What To Do When Your Car Lease Ends?
Let’s talk about what happens when the lease is ending or if you plan to cancel it before the lease expires.
Global Leasing Alliance will give you some pro tips that can help you with what to do when your car lease ends. To get started, consider your options, each with its own processes, expenses, and challenges.
- You can continue with a new lease for a new vehicle.
- You can buy the car you’ve been leasing.
- You can sell your car and start over; maybe buy instead of lease.
Lease Another Car
This works best if you are getting a new car of the same make as your current car. A few months before your current lease ends, you might get what’s called the “lease pull-ahead” offer, a type of incentive for you to lease another, says Ronald Montoya, senior editor of consumer advice at Edmunds, an automotive research company.

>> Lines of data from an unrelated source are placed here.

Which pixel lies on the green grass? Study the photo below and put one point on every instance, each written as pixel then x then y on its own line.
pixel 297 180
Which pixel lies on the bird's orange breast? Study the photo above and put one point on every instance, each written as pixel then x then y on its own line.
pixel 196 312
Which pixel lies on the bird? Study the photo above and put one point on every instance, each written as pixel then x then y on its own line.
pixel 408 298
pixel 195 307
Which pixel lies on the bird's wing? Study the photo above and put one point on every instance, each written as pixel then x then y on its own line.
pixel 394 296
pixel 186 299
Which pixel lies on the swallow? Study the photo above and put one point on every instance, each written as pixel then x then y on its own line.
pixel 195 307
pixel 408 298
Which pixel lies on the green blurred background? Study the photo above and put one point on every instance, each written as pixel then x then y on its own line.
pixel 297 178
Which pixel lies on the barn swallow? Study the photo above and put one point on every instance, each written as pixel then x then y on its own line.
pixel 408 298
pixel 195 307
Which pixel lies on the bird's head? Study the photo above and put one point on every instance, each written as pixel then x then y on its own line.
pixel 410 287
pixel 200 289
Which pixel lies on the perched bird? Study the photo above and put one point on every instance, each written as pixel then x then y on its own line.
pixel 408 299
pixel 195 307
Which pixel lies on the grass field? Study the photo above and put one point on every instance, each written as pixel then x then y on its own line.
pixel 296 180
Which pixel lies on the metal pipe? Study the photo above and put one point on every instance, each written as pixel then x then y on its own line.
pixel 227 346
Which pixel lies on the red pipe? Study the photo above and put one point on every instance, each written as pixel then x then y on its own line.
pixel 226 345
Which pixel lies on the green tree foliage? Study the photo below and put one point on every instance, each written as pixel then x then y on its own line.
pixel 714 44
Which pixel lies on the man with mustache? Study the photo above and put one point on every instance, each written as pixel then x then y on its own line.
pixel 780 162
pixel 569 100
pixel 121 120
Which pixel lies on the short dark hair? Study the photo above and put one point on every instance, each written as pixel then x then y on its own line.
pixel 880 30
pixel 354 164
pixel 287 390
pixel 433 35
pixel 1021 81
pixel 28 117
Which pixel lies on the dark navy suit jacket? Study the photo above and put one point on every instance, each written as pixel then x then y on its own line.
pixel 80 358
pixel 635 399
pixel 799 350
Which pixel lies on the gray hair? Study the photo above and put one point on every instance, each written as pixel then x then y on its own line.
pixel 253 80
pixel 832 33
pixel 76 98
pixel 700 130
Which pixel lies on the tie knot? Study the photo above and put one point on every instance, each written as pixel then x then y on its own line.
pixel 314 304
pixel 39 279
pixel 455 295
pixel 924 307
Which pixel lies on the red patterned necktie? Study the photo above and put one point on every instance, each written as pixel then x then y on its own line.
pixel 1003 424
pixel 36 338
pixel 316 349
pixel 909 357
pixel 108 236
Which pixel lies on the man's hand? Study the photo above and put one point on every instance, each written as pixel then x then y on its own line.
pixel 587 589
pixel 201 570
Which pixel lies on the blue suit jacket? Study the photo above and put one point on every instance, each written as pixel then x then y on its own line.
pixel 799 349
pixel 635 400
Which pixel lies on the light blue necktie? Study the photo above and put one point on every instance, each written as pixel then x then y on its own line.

In your case, Mazda offered you $ 1,000 of credit to use toward your lease renewal if you leased another Mazda. You say you had the option of using that amount to make your final lease payment (s) or to use it toward your lease installment installments, typically $ 400 or $ 500.
If you receive such an offer and use it for the last month of your current lease, it could be enough to make the last payment and to pay the delivery fees, Montoya says.
Most early renewals allow you to get out of the contract and start over two to three months early. In some cases, they even waive the penalties for excess mileage and excess wear and tear if you are willing to sign a new lease for the same make of vehicle.
Sometimes you can combine early renewal with other incentives. You could get out of the contract three months in advance, avoid an excess mileage fee that seems imminent, and have some cash as an incentive to use it on your next deal, whether it’s a lease or a purchase.
But the total value of the early renewal may be limited, as in the Montoya $ 1,000 example.
Automakers advertise their early renewal offers, primarily on sites called “configurator” or “build-and-price” under “shopping tools.”
Buy What You’ve Been Driving
You treated him well and he has not given you problems. Otherwise, you are not thinking of buying it.
But the total you would have to pay to drive out in the car you have come to know could cost you more than buying a similar model you find on a used car lot.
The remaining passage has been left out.